一方、当然の如くMTVやVH1等の音楽チャンネルを中心に、マイケルのミュージック・ヴィデオがここでもあそこでもばんばん流れ、おかげで私は好きだとはいえ、既にこの1週間で「スリラー」を5、6回は最初から最後まで見ている。小耳に挟んだりちらと目にしたりだけなのを含めると、2、30回は耳にしているだろう。そして今回初めて、「バッド」のヴィデオのオープニングに、白黒で撮られた物語の部分が10分近くあったことを知った。これならいかにもマーティン・スコセッシらしい。

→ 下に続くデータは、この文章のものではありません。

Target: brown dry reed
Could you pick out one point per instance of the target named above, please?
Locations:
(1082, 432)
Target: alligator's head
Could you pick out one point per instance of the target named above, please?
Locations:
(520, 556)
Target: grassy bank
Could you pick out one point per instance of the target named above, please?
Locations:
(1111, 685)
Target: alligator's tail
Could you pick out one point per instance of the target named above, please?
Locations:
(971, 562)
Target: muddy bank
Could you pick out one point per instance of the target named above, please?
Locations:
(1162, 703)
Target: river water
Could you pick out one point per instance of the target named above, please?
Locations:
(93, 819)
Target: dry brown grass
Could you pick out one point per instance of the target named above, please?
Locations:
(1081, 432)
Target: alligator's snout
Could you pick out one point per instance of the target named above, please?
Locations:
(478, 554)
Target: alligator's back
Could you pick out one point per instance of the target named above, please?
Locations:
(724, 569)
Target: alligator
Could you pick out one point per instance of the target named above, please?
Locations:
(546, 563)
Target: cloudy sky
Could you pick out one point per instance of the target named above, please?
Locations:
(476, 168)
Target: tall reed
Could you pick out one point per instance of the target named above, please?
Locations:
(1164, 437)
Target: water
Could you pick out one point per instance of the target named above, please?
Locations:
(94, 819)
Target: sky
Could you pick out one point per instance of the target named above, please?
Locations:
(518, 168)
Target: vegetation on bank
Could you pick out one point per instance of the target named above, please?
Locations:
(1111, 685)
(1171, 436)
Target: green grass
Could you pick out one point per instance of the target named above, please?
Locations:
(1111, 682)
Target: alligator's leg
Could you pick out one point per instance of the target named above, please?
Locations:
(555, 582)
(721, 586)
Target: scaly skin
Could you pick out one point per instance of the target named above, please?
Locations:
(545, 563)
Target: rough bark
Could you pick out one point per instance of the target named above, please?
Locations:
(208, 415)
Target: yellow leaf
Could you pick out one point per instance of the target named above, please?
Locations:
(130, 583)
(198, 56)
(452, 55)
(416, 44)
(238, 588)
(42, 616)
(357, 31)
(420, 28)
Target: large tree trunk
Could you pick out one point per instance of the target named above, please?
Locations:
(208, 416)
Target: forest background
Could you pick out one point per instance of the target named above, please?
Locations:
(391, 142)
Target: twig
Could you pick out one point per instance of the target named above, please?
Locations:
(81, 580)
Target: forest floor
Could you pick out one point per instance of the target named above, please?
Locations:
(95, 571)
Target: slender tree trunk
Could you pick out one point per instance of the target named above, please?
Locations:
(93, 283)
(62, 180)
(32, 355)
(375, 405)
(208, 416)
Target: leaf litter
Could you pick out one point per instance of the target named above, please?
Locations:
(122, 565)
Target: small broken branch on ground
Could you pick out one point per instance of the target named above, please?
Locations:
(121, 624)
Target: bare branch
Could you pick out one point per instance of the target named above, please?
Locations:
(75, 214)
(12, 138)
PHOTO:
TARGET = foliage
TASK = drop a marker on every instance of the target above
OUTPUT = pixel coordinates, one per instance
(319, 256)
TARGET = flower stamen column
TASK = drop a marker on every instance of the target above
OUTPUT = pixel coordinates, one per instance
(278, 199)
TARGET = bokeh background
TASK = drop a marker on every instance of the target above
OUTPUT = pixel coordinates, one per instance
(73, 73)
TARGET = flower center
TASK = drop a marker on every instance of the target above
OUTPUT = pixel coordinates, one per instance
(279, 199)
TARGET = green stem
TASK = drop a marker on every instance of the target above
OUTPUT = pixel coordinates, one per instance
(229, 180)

いずれにしてもそんなこんなで、この6月はアメリカのTV界に激震が走った。人間いつ死ぬかはわからないとはいえ、スーパースター、エンジェル、癖のある俳優等、それなりにアメリカTV界に確固たる地位を占めていたタレントがいきなりいなくなる。マイケルとメイズにいたっては、二人ともまだ50歳なのだ。私とあんまり変わらない。それなのにいきなり心臓が止まってしまった。さぞかし無念かそれともやることはやって思い残すことはないか。やはりまだ死ぬ気ではなかったと思う。合掌。